How to maintain data integrity
- Make sure you’re following any relevant compliance standards, such as GDPR (General Data Protection Regulation), PCI-DSS (Payment Card Industry Data Security Standard), CCPA (California Consumer Privacy Act), or others.
- You may also consider gaining additional data security certifications to show clients you go above and beyond the competition. This is particularly relevant for companies accessing sensitive customer data like health or financial information.
- Implement company-wide standards for the handling of data and keeping data secure. Make this a part of every new hire’s onboarding and have regular training sessions to keep everyone familiar with the policies and procedures, and updated on any changes.
- Set up the right data syncs to make sure key information stays accurate and up-to-date. Start with the areas most important to your context, whether it’s making sure customer success agents have the latest product usage data or that sales managers have quick access to a lead’s full history with your company.
3. Create alignment across teams
The third and final component of data governance is creating alignment across teams. Often, especially in small and medium-sized businesses that may not have a data team in place, departments take charge of the data relevant to their function, but may not consult with other teams to define core metrics and KPIs. The result is that sales, marketing, success, and product teams end up with various definitions of important data points that fuel their strategies and work.
Creating data alignment early on is essential, because left unattended as your business scales, misalignment will scale with it. That said, it’s never too late to implement the structures and processes that help you maintain KPI alignment as your business scales.
How to create data alignment
- Create a single source of truth for your data, with company-wide definitions of your core metrics.

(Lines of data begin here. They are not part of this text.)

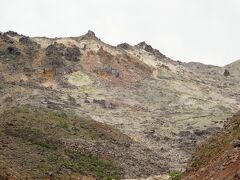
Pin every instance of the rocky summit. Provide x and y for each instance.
(76, 107)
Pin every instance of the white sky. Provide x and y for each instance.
(206, 31)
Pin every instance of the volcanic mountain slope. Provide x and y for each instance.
(218, 157)
(164, 105)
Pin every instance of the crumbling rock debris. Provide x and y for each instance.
(150, 49)
(104, 103)
(124, 46)
(226, 73)
(72, 53)
(109, 70)
(55, 48)
(11, 33)
(13, 51)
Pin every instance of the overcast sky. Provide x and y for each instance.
(206, 31)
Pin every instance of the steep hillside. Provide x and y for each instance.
(163, 105)
(218, 157)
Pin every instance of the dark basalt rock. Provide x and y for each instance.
(150, 49)
(124, 46)
(55, 49)
(11, 33)
(226, 73)
(13, 51)
(72, 53)
(109, 70)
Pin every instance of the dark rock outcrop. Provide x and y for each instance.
(150, 49)
(124, 46)
(11, 33)
(72, 53)
(226, 73)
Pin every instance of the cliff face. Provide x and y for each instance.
(163, 105)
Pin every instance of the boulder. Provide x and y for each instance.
(13, 51)
(72, 53)
(124, 46)
(226, 73)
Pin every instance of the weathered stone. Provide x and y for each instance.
(13, 51)
(124, 46)
(72, 53)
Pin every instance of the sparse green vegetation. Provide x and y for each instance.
(103, 169)
(217, 143)
(35, 136)
(175, 175)
(38, 131)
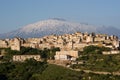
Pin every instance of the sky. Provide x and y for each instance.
(15, 14)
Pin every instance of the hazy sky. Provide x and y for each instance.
(17, 13)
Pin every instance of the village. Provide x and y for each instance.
(70, 45)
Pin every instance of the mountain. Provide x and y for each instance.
(57, 26)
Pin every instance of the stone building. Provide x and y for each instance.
(22, 58)
(3, 44)
(15, 44)
(66, 55)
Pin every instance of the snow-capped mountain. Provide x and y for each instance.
(57, 26)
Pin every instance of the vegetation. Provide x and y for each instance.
(93, 60)
(32, 70)
(94, 49)
(45, 53)
(21, 71)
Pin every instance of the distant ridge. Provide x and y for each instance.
(57, 26)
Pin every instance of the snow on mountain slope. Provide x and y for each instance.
(56, 26)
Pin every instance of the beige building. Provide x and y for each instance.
(66, 55)
(22, 58)
(15, 44)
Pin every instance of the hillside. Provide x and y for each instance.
(57, 26)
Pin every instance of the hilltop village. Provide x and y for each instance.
(70, 44)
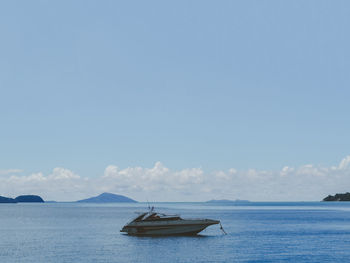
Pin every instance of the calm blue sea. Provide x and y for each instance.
(257, 232)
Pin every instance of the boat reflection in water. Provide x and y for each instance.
(157, 224)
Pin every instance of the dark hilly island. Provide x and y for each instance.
(7, 200)
(108, 198)
(22, 199)
(225, 201)
(338, 197)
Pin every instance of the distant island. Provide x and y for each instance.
(227, 201)
(22, 199)
(338, 197)
(7, 200)
(108, 198)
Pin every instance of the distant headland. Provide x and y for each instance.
(338, 197)
(108, 198)
(22, 199)
(225, 201)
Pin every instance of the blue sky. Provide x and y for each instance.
(209, 84)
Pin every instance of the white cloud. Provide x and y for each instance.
(10, 171)
(159, 183)
(344, 163)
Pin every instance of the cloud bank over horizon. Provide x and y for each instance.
(159, 183)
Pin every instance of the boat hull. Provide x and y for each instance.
(179, 227)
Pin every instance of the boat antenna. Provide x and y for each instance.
(222, 229)
(149, 206)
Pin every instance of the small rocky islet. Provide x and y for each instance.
(337, 197)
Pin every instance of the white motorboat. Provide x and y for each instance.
(157, 224)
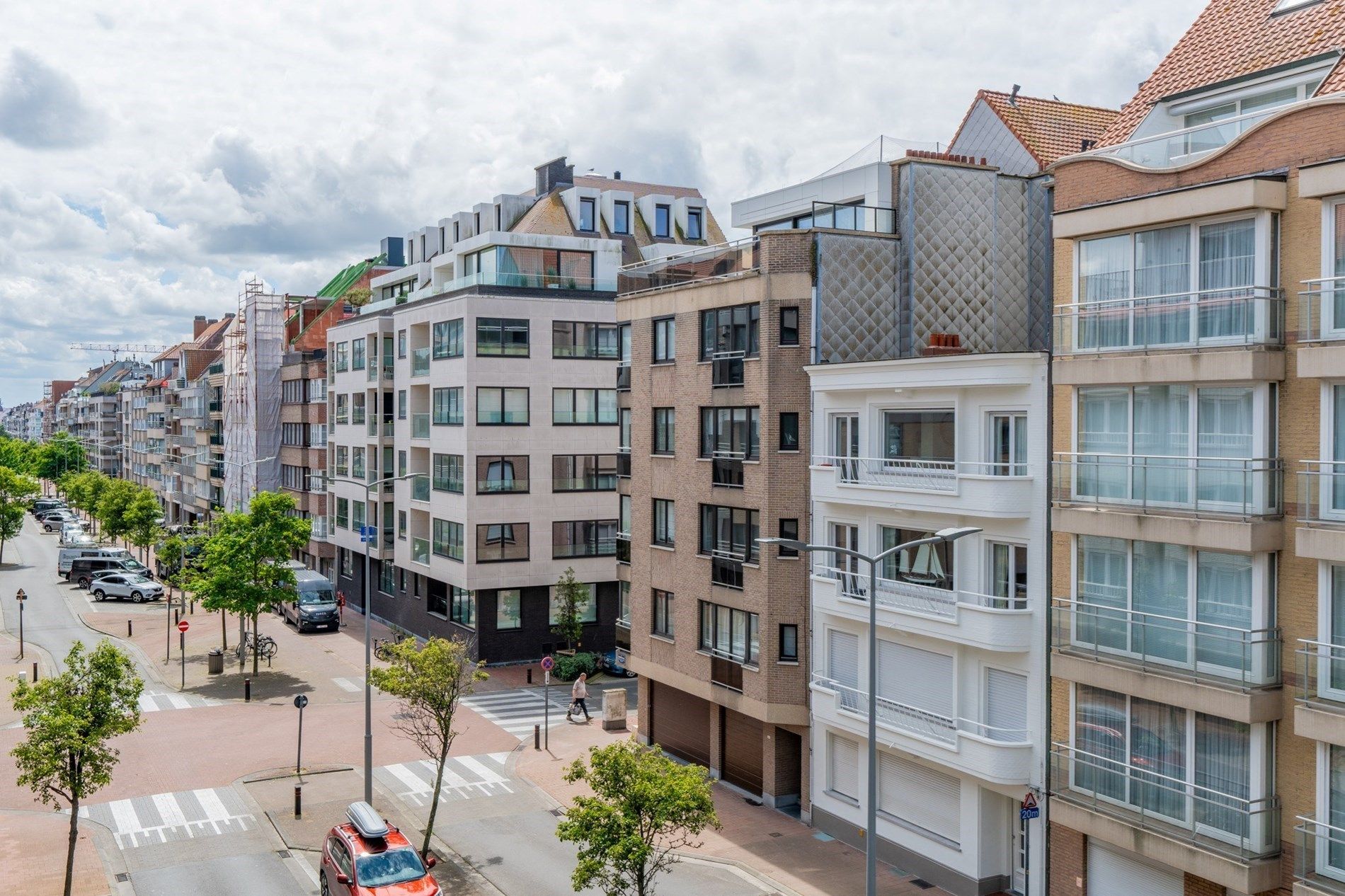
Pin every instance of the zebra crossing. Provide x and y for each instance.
(464, 778)
(161, 818)
(517, 711)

Weld’s Metrics Store helps you do just that.
- Set cascading goals based on the high-level KPIs that define overall business success, with each team gaining ownership of more targeted metrics related to their function.
- Invest in reverse-ETL to bring data into everyone’s day-to-day functioning, rather than relying on individual employees to seek out data themselves.
Who is responsible for data governance?
It’s easy to place the responsibility of data governance on your data team or the data leader of the company. But the truth is, every member of your organization is responsible for the ongoing data governance that supports a truly data-driven business, and this is why developing a data culture is so important.
For people who aren’t data experts, it can be really intimidating to embrace data and take ownership of it. As a data leader, you have to break down the barriers for your non-technical team members and empower them with data.
Tips to build a data culture:
- Hold workshops for people from all departments to learn technical data skills. These can be hosted by internal data experts or external consultants.
- Bring data into your business strategy and each team’s strategy. Make sure stakeholders and individual contributors are properly equipped to monitor their work’s performance.
- Refer to data in company-wide presentations often to highlight impact and support decisions, making everyone more comfortable and familiar with data.
There’s no one size fits all approach to data governance
Creating data governance across your organization is about more than just implementing the right policies and processes. From proper training to instilling the right mindset, keeping data secure and usable is a company-wide effort. Use the tips and steps outlined in this article to make data governance a priority for every team at your company.